Method 6: Store Reusable Workflow Rules in Workspace Files

OpenClaw benefits from stable workspace files that define how it should operate. Files such as AGENTS.md, USER.md, SOUL.md, and TOOLS.md provide durable operating guidance that is easier to reuse than chat-only instructions.

  1. Put editorial and workflow rules into workspace files.
  2. Save publishing defaults and tool usage notes in a permanent location.
  3. Use these files for recurring guidance that should apply across sessions.
  4. Update them when the workflow changes instead of repeating the same instructions manually.

If you keep saying the same thing in new chats, that information probably belongs in a stable workspace file or memory note.

Method 7: Split Long-Term Knowledge Into Organized memory/*.md Files

As memory grows, organization becomes more important. A single giant note can become harder to search accurately than several focused files.

  1. Create separate memory files for major topics such as publishing, TDG rules, or project-specific notes.
  2. Use descriptive filenames that match the actual topic.
  3. Keep each file focused on one subject area.
  4. Review and clean out outdated notes occasionally so retrieval stays relevant.

This makes it easier for OpenClaw to find the right snippet instead of returning a loose match from a large mixed document.

Method 8: Check Whether Memory Search Is Actually Available

Sometimes the real issue is not that OpenClaw forgot something, but that memory retrieval failed. If the embedding provider, API quota, or retrieval layer has a problem, memory search may be unavailable even when the information was saved correctly.

  1. Test whether memory_search is returning results normally.
  2. Look for quota errors, API failures, or configuration problems.
  3. Confirm the relevant memory file still exists and contains the expected note.
  4. Fix the retrieval issue before assuming the assistant lost the information.

If memory search is down, OpenClaw should say so clearly rather than pretending it remembers.

Method 9: Save Final Status Notes After Big Batches of Work

One common reason assistants appear forgetful is that large jobs finish without a final status note. Then when someone asks later whether the work was completed, there is no reliable record to check.

  1. After a batch task ends, save what was completed.
  2. Note anything that failed or still needs review.
  3. Record where outputs were stored.
  4. Use clear wording that will still make sense later.

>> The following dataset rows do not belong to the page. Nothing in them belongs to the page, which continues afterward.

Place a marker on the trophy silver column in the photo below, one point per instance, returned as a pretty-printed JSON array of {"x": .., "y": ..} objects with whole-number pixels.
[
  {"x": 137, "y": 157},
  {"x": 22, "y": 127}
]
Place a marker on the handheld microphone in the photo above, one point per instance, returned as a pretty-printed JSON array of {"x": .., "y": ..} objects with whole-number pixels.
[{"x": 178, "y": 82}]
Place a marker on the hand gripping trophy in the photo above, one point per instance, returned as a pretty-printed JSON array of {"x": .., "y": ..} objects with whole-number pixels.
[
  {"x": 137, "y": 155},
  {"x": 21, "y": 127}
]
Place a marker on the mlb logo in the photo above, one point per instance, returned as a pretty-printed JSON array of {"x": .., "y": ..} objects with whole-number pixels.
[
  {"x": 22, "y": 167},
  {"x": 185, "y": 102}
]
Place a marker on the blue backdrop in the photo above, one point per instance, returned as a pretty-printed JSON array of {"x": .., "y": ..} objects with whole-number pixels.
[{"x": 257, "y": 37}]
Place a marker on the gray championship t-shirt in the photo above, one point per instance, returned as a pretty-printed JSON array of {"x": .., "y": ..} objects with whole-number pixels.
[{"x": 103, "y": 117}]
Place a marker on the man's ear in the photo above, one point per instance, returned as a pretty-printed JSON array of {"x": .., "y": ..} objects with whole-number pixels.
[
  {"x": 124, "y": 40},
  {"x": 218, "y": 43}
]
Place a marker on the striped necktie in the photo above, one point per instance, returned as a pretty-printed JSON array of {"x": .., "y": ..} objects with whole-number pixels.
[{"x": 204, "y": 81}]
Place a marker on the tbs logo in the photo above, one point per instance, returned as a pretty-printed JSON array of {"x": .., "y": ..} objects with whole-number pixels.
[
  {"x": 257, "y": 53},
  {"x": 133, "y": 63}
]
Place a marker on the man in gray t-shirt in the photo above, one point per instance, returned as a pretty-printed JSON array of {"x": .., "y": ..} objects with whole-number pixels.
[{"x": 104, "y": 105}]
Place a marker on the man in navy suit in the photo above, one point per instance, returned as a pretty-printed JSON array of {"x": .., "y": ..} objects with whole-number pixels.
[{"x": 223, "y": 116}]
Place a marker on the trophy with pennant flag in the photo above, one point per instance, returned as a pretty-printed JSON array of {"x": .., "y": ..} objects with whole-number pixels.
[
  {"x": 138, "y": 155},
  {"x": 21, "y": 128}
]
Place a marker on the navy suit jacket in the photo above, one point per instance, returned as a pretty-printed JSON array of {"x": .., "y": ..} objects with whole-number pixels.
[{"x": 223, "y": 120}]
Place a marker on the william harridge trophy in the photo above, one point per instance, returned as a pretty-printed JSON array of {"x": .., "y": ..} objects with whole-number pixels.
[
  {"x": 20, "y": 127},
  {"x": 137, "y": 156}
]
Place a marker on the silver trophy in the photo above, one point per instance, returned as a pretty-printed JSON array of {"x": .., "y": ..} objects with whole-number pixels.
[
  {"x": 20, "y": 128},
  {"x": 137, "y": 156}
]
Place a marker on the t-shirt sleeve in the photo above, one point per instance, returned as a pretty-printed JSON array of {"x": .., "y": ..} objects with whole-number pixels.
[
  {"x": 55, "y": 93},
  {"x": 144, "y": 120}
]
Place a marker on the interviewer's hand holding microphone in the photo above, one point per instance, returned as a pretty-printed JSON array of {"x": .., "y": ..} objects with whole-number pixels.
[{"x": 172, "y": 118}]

This makes questions like “Did you finish those 20 articles?” much easier to answer accurately.

Method 10: Rebuild the Prompt With Only the Needed Context

If a task starts drifting, the best fix is often to simplify the working context instead of stuffing more into the conversation. Pull the exact memory you need, restate the goal clearly, and continue from there.

  1. Start fresh when the conversation becomes too cluttered.
  2. Restate the task in one or two direct lines.
  3. Retrieve the relevant memory snippets only.
  4. Continue with a cleaner context window focused on the current job.

OpenClaw performs better when it is working from concise, relevant context instead of a bloated thread full of old side topics.